Regrettably, once the surgeon readjusts the orientation of the fixed angle knife 200 to prevent damage to follicles, the depth of the donor strip changes. Because the angle of the hair often changes dramatically throughout the scalp, a surgeon typically will select an area of the scalp for donor strip removal and then choose a knife with staggered blades approximating the average angle in the selected area.

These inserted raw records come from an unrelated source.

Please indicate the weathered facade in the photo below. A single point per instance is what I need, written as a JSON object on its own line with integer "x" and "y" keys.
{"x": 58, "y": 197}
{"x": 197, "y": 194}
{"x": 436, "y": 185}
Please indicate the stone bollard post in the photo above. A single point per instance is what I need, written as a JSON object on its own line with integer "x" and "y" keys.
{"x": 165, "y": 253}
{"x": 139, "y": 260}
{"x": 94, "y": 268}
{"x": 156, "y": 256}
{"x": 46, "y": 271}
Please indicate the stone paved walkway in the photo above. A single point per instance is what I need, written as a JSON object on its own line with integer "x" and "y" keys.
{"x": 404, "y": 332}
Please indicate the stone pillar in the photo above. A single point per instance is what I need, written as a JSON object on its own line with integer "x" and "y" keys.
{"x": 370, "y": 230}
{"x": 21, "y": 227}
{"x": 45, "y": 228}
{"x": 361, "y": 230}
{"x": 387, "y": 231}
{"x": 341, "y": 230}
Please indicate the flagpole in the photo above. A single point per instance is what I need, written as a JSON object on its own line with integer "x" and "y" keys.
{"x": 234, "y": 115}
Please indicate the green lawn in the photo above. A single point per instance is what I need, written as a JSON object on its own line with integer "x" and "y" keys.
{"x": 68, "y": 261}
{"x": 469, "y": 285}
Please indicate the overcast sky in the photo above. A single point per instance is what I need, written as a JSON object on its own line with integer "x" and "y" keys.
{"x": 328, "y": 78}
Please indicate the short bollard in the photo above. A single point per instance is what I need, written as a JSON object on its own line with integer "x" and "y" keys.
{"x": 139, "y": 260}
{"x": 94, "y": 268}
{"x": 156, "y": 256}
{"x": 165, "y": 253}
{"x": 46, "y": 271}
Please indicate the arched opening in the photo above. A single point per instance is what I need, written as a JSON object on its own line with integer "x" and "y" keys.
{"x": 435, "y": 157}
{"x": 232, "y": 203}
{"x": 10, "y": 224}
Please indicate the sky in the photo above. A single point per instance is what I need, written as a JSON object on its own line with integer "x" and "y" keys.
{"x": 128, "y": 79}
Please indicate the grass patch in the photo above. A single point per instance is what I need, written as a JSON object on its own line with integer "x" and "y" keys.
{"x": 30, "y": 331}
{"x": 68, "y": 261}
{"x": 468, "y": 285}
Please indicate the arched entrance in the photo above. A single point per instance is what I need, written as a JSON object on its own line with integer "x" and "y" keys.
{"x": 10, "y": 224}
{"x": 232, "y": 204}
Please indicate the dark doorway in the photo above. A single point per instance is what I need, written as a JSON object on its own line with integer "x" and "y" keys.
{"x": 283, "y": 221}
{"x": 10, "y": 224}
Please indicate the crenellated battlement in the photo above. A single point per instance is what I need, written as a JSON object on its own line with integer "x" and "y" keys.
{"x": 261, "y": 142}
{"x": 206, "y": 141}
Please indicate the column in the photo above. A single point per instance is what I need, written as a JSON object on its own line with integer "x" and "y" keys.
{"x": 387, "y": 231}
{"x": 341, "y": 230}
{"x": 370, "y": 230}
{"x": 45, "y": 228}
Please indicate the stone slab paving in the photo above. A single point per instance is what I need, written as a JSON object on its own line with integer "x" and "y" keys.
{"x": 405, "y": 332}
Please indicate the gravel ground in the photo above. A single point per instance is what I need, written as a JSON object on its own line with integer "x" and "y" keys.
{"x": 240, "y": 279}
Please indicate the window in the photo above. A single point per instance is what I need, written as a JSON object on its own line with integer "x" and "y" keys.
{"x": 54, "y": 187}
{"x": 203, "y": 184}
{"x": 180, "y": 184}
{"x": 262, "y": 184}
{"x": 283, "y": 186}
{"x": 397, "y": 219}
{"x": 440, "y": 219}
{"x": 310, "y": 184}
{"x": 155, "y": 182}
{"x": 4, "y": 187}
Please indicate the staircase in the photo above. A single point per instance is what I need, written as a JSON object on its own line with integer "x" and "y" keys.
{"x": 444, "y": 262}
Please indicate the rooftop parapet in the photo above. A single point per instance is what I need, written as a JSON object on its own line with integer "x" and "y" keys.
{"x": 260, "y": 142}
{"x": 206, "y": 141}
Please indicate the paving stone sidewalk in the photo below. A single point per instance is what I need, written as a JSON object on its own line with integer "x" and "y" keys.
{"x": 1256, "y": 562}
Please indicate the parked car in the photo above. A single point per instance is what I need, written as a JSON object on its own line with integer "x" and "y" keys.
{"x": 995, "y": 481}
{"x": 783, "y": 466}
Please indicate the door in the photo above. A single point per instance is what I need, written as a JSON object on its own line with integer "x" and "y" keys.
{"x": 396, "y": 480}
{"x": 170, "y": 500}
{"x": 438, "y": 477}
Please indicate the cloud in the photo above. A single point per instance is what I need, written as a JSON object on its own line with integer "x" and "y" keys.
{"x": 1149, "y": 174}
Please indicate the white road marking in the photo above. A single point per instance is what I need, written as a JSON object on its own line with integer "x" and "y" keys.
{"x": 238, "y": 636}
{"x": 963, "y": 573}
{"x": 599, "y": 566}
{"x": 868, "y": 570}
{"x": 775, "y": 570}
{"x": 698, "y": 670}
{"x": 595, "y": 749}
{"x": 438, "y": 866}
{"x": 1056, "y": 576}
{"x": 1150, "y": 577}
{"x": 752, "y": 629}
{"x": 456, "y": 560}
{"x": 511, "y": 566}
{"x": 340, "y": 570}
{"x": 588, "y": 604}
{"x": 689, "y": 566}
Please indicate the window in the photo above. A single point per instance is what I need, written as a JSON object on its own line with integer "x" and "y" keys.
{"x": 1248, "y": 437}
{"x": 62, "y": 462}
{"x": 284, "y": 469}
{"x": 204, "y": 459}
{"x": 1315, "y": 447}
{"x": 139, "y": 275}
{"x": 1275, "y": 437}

However, the average orientation of the hair on the selected scalp area varies on different individual's heads and at different areas of the head. To properly address the average angle of the hair in a selected area, the surgeon must have a plurality of knives of numerous fixed blade angles to match the different average hair angles in order to maintain the uniform thickness of the donor strips and to prevent damage to the hair follicles—an extremely impractical solution to a reoccurring problem.
When using the knives 100, 200, the surgeon must continually approximate the depth that each of the blades should penetrate the scalp to achieve adequate depth penetration so that the entire follicle is removed while preventing contact with the skull. This depth approximation is difficult for surgeons inexperienced in donor strip removal operations. Because of the uncertainty associated with estimating the blade penetration depth, a surgeon may injure the donor by cutting too deeply into the scalp. Likewise, if the blades penetrate to deeply in an angular direction, the surgeon may unintentionally damage the follicles in the donor strip. Furthermore, the surgeon may insufficiently penetrate the surface of the scalp such that the hair follicles are not removed with the donor strip.
The previous described problems associated with current multiple bladed surgical knives limits their range of use. Human hair grows from the scalp in a variety of directions from one area of the scalp to another. Because of the above identified problems of current multiple bladed surgical knives, it is tedious and difficult to remove donor hair strips of constant depth without damaging a vast number of follicles in the donor strip. The previously described constraints of current multiple bladed surgical knives has created a need for a solution.